5 Minute Epoxy used here also, but would like to find something that cleans up easier?


----------



## walshjp17 (Jul 23, 2014)

And yet another vote for 5 min epoxy.  I will say, however, while at a class recently, I used medium CA and was mostly successful.


----------



## ARTreadwell (Jul 23, 2014)

Bowhnter said:


> I am looking for an alternative, now that you have used it a few months, how do you like it?
> What is the wait time to turn?
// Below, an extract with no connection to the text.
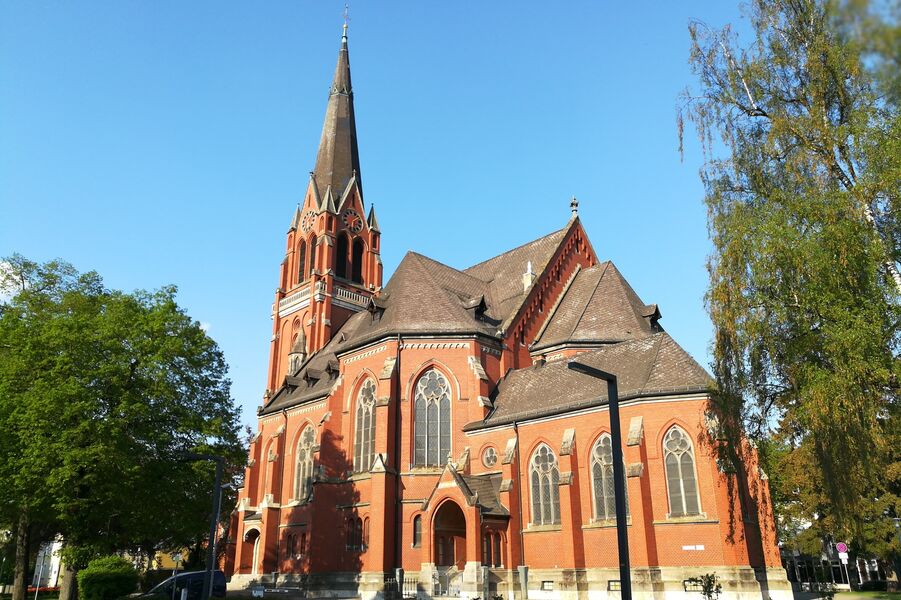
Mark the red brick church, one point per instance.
(431, 424)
Tubes still holding?



  I usually wait about 24 hours before I turn the blank.  I have used it on about 
80 pen blanks.  I have had no failures or complaints with this glue.  However, I do not use the end mill to square up my pen blanks.  I use the disk sander to  
square up my pen blanks.
  I feel like some people are having problems with the tube in the blank coming
loose because the cutter on the end mill is catching the brass tube and causing it to try and spin inside the pen blank.  This type of torque can cause a brass tube to become loose.


----------



## terry q (Jul 23, 2014)

I'm never in a hurry so I use white Gorilla glue.  Let them dry overnight.  Haven't had one come loose.


----------



## Swagopenturner (Jul 23, 2014)

Always use medium or thick CA glue.  I tried epoxy but it was a mess to clean up, I guess I'm just a messy type of guy.  The CA glue works every time.  I always let it set overnight.


----------



## Bowhnter (Jul 23, 2014)

Quality Pen said:


> The expanding Gorilla glue seems to work great.. have you tried that?
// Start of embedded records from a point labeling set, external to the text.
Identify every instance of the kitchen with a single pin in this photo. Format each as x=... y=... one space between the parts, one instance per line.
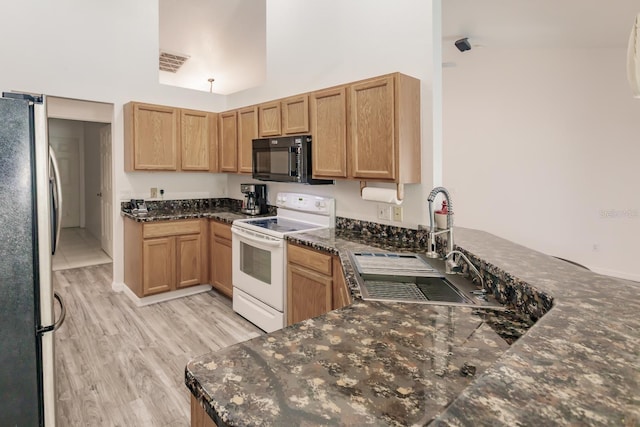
x=557 y=212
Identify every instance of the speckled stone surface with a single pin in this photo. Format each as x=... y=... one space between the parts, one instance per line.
x=578 y=365
x=223 y=209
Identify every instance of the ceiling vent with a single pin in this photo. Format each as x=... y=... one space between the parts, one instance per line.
x=172 y=62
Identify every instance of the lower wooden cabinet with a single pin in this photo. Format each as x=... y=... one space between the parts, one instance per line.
x=199 y=417
x=220 y=257
x=164 y=256
x=315 y=283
I bought one of each, the advanced and expanding gorilla. Hope to give them each a try this weekend.

I usually have the time to let the blanks dry overnight as I try to do several at a time. 
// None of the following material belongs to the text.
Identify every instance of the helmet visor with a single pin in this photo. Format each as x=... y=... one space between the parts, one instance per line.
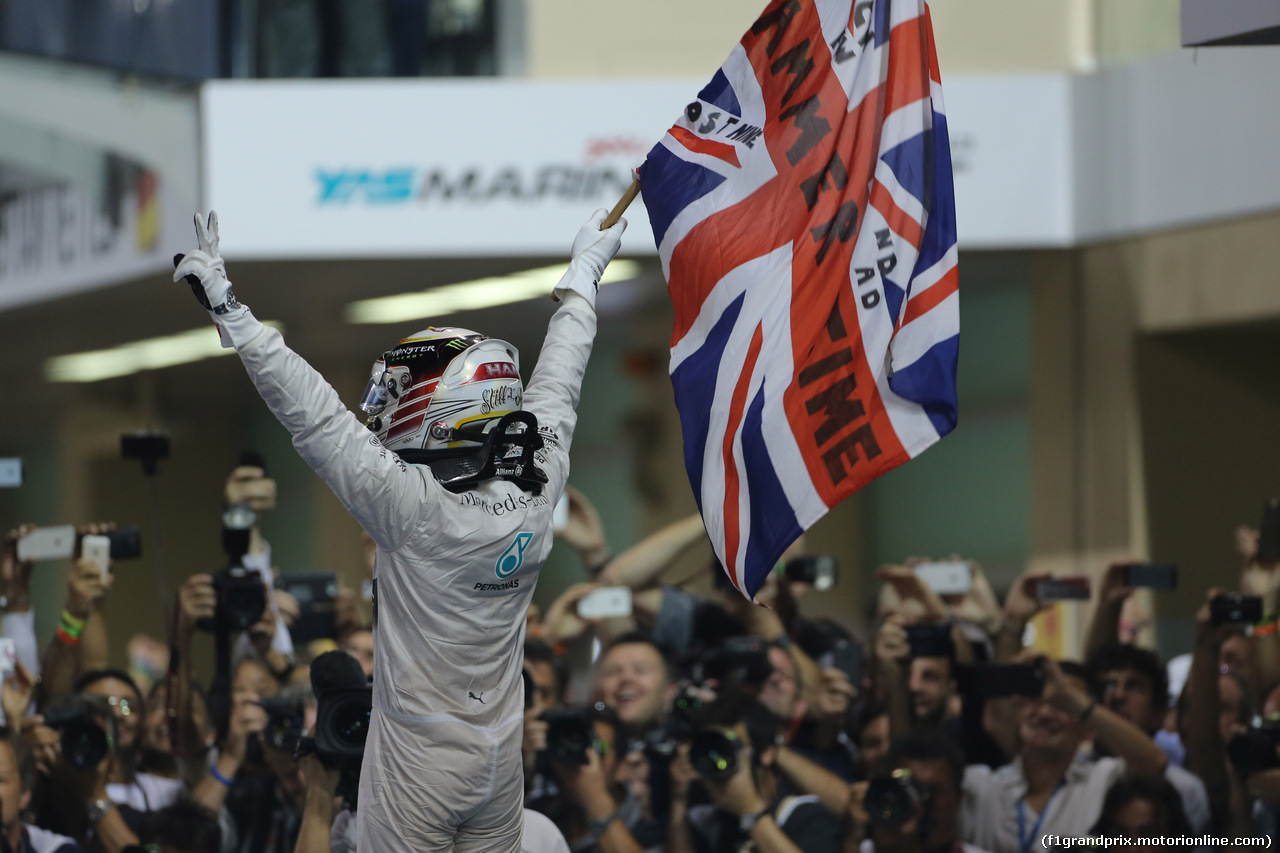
x=376 y=395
I also have some epoxy but haven't tried it yet.


----------



## Donovan (Jul 24, 2014)

5 minute epoxy. I tried the CA gel but prefer the epoxy

Donovan


----------



## Joe Burns (Jul 25, 2014)

I use 5 minute epoxy to set the tubes in the blanks.  Started off with CA but kept having trouble getting the tubes set before the CA harden.   Now only use CA for the finish.


----------



## TonyL (Jul 25, 2014)

I use all different types. However, I am starting to really like and trust Hobby Lobby's 5 min, but 2 hour cure time epoxy. At 40% off of $10, it hard to beat price especially given the volume. I have used it about 10 times and it has not let me down. I never turned a pen before allowing to cure for 5 hours though. I will shorten the time with less expensive blanks and see how it goes. I have used it with painted and unpainted tubes and barrels. I have never tried to tint it though. 

FWIW


----------



## lwalper (Jul 25, 2014)

All of the above, but prefer some of the slower setting (as opposed to to instant CA) glues. 5 Min epoxy works well -- and turn in 30 min or less -- with no failures yet. Have just started using the foaming poly Gorilla glue -- so far so good. It might not do for the translucent materials because the foam clouds things up, but it sure seems to stick.


----------



## philipff (Jul 26, 2014)

*Glue*

Gorilla works for me.  The wait time is cut by at least 1/3 by running some water into the hole in the blank, putting the glue on the tube and going to lunch.  By that time the glue is hard.  Philip


----------